Al-Wazir widersprach Kritikern, die in den Lärmpausen lediglich eine Verlagerung des Krachs erblicken. Es gebe vielmehr „eine echte und messbare Entlastung“, trug er vor. So müsse Neu-Isenburg abends zwar 2,5 bis 4,5 Dezibel Lärm mehr ertragen. Dafür gebe es morgens sechs Dezibel weniger. Der Minister berichtete, die Lärmpausen bei Westwind seien entgegen zahlreicher Befürchtungen „mit einer sehr hohen Verlässlichkeit“ umgesetzt worden. An den Tagen mit Westwind hätten sie zu 96 Prozent morgens funktioniert und zu 92 Prozent abends.

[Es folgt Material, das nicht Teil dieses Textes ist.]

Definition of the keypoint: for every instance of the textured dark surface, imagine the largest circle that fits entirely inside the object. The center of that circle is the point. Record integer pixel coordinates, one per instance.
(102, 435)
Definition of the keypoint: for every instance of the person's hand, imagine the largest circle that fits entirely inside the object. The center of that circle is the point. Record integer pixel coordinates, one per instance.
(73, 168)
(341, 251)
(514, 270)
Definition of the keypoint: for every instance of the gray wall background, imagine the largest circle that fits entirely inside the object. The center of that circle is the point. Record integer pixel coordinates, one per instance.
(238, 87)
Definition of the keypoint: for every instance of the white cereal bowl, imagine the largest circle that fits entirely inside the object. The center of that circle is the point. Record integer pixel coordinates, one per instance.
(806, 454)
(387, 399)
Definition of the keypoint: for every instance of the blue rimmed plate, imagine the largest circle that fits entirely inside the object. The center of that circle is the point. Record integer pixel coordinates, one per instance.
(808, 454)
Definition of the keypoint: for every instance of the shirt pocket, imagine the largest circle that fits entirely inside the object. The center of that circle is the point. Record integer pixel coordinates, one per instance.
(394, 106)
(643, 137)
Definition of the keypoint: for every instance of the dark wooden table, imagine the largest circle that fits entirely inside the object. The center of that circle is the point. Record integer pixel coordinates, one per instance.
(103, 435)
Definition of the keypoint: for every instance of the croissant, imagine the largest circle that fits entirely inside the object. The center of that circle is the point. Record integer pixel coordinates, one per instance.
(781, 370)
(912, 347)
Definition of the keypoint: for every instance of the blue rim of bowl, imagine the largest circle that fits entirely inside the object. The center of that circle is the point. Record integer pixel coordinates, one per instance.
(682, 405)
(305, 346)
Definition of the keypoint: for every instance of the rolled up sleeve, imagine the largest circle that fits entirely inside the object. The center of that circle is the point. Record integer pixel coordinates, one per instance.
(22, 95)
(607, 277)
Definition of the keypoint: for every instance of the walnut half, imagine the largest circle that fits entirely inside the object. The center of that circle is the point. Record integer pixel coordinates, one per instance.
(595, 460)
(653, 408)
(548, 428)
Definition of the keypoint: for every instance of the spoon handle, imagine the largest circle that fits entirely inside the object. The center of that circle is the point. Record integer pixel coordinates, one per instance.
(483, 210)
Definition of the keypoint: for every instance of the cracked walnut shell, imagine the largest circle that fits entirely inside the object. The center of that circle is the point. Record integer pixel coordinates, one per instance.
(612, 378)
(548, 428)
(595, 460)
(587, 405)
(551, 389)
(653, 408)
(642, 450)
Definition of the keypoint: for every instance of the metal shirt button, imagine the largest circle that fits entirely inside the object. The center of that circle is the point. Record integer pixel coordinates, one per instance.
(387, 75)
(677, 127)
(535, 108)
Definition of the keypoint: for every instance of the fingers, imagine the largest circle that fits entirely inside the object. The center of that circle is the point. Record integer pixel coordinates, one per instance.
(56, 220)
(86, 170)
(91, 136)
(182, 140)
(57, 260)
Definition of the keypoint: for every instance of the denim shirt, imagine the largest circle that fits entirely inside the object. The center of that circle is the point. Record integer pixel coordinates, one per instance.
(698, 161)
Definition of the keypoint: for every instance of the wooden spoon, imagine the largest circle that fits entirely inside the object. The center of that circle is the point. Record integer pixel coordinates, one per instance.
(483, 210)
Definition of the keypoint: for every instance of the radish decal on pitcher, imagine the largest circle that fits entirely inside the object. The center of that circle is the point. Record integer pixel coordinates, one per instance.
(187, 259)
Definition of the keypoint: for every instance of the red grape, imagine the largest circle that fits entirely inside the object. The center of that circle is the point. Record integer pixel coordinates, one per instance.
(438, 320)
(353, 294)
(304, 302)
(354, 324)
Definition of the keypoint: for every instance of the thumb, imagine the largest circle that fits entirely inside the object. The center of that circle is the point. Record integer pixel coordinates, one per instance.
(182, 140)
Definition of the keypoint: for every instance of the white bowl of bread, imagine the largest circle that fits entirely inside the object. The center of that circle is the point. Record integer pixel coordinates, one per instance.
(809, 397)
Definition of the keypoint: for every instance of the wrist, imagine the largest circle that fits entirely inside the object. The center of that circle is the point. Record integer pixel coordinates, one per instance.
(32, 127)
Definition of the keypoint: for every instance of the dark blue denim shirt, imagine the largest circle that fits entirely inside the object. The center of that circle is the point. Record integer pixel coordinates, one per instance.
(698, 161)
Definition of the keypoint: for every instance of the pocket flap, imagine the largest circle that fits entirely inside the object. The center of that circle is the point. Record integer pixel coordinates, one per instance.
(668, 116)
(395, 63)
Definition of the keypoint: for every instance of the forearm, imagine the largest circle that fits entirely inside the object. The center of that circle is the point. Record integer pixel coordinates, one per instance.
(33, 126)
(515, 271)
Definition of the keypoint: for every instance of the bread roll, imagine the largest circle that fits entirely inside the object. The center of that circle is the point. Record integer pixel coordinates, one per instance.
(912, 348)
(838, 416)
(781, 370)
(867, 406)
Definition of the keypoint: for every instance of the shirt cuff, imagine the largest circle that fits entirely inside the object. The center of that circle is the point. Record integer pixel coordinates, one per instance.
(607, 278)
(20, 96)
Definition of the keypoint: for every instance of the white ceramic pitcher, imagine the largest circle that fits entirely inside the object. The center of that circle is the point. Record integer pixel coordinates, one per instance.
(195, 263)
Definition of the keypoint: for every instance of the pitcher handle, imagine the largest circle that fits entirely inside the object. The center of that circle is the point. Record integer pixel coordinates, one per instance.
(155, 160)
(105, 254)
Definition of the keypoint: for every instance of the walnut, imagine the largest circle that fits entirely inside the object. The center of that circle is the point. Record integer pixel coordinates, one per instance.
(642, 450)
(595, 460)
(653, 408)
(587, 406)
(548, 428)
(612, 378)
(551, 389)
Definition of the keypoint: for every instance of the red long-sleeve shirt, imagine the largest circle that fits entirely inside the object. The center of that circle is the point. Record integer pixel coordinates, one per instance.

In der Erklärung von Fraport, Lufthansa, Condor, einem Vertreter der ausländischen Fluggesellschaften, der Flugsicherung und der Landesregierung heißt es, die Lärmpausen würden beendet, wenn sie nicht mehr an mindestens der Hälfte der Tage funktionierten. Die Umsetzung wird bei wachsendem Flugverkehr schwieriger. Die Beteiligten vermochten aber nicht zu sagen, ab wie vielen Flugbewegungen das Modell kippen könnte. „Das muss man ausprobieren aus der Praxis heraus“, sagte der Chef der Deutschen Flugsicherung, Klaus-Dieter Scheurle.

Fraport-Vorstandsmitglied Anke Giesen fügte hinzu: „Es ist nicht damit zu rechnen, dass das kurzfristig, in absehbarer Zeit nicht mehr gelingen soll.“ Giesen bezeichnete Frankfurt als „internationalen Vorreiter des Lärmschutzes“.